“I couldn’t tell you. You were so ill. I thought it would kill you.”
“Well, what if it had? You shouldn’t have thought of me, you should have thought of Jerrold.”
“I did think of him. I didn’t want him to have agonies of remorse. It’s been bad enough as it is.”
“I know what it’s been, Anne.”
“That’s what I really came for now. To see if you’d had that pain again.”
“You needn’t be afraid. I shall never have that pain again. Eliot told me all about it last night.”
“What did he say?”
“He showed me how it all happened. I was ill because I couldn’t face the truth. The truth was that Jerrold didn’t care for me. It seems my mind knew it all the time when I didn’t. I did know it once, and part of me went on feeling the shock of it, while the other part was living like a fool in an illusion, thinking he cared. And now I’ve been dragged out of it into reality. I’m facing it. This is real. And whatever I may be I shan’t be ill again, not with that illness. I couldn’t help it, but in a way it was as false as if I’d made it up on purpose to hide the truth. And the truth’s cured me.”
“Eliot told me it might. And I wouldn’t believe him.”
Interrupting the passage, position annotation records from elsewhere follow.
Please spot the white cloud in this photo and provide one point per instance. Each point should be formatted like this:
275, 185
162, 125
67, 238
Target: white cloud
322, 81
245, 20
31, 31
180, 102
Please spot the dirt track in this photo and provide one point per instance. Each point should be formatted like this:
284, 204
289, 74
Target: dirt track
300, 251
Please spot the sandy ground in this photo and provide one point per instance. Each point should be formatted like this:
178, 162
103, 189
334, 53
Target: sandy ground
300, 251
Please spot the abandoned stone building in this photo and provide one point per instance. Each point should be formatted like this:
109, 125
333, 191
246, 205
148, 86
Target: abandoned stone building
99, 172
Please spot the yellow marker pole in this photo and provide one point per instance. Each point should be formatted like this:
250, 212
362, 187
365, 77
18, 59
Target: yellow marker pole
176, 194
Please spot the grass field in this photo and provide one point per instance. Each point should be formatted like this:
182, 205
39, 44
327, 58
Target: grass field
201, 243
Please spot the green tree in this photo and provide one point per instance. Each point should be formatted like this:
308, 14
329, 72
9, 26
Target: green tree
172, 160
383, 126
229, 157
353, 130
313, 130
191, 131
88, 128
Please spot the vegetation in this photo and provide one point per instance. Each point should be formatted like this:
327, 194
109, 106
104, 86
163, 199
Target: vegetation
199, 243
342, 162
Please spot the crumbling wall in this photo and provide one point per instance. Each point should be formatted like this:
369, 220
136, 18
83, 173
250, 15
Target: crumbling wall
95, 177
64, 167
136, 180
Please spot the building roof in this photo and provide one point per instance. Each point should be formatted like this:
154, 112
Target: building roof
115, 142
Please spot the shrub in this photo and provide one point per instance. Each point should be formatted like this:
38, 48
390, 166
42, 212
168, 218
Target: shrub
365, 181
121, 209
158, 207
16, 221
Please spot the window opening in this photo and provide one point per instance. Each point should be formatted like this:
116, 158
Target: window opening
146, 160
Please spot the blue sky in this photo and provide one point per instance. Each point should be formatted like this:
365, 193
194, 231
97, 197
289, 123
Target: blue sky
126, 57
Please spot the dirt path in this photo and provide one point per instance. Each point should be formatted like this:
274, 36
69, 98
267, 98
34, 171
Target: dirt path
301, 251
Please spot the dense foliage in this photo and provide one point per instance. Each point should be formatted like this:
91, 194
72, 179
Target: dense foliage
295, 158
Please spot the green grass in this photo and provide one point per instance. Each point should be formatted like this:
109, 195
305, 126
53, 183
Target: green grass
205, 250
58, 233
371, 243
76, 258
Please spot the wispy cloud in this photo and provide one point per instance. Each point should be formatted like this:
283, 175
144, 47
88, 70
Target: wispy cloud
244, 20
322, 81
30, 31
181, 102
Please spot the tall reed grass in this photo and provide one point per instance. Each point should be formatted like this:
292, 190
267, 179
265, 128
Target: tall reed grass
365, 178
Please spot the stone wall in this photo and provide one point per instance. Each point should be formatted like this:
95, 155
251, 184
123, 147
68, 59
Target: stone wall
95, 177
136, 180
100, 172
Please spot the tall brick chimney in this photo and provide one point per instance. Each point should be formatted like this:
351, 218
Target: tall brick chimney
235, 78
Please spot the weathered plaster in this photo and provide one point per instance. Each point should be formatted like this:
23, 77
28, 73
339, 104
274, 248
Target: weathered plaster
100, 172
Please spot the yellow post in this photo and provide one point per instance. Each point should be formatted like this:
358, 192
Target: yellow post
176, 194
“You can believe him now. He said you and Jerrold were all right because you’d faced the truth about yourselves and each other. You held on to reality.”
“Eliot said that?”
“Yes. He said it was the test of everybody, how they took reality, and that Jerrold had had to learn how, but that you had always known. You were so true that your worst punishment was not being able to tell me the truth. I was to think of you like that.”
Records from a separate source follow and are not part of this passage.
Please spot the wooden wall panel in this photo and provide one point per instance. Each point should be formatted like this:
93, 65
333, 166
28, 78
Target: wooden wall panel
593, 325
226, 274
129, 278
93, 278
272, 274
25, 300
“How can you bear to think of me at all?”
“How can I bear to live? But I shall live.”
Maisie’s voice dropped, note by note, like clear, rounded tears, pressed out and shaped by pain.
Anne’s voice came thick and quivering out of her dark secret anguish, like a voice from behind shut doors.
“Jerrold said you’d forgiven me. Have you?”
“It would be easier for you if I didn’t. But I can’t help forgiving you when you’re so unhappy. I wouldn’t have forgiven you if you hadn’t told me the truth, if I’d had to find it out that time when you were happy. Then I’d have hated you.”
“You don’t now?”
“No. I don’t want to see you again, or Jerrold, either, for a long time. But that’s because I love you.”
“Me?”
“Yes, you too, Anne.”
“How can you love me?”
“Because I’m like you, Anne; I’m faithful.”
“I wasn’t faithful to you, Maisie.”
“You were to Jerrold.”
Anne still stood there, silent, taking in silence the pain of Maisie’s goodness, Maisie’s love.
Then Maisie ended it.
“He’s waiting for you,” she said, “to take you home.”
Anne went to him where he stood by the terrace steps, illuminated by the light from the windows. In there she could hear Colin playing, a loud, tempestuous music. Jerrold waited.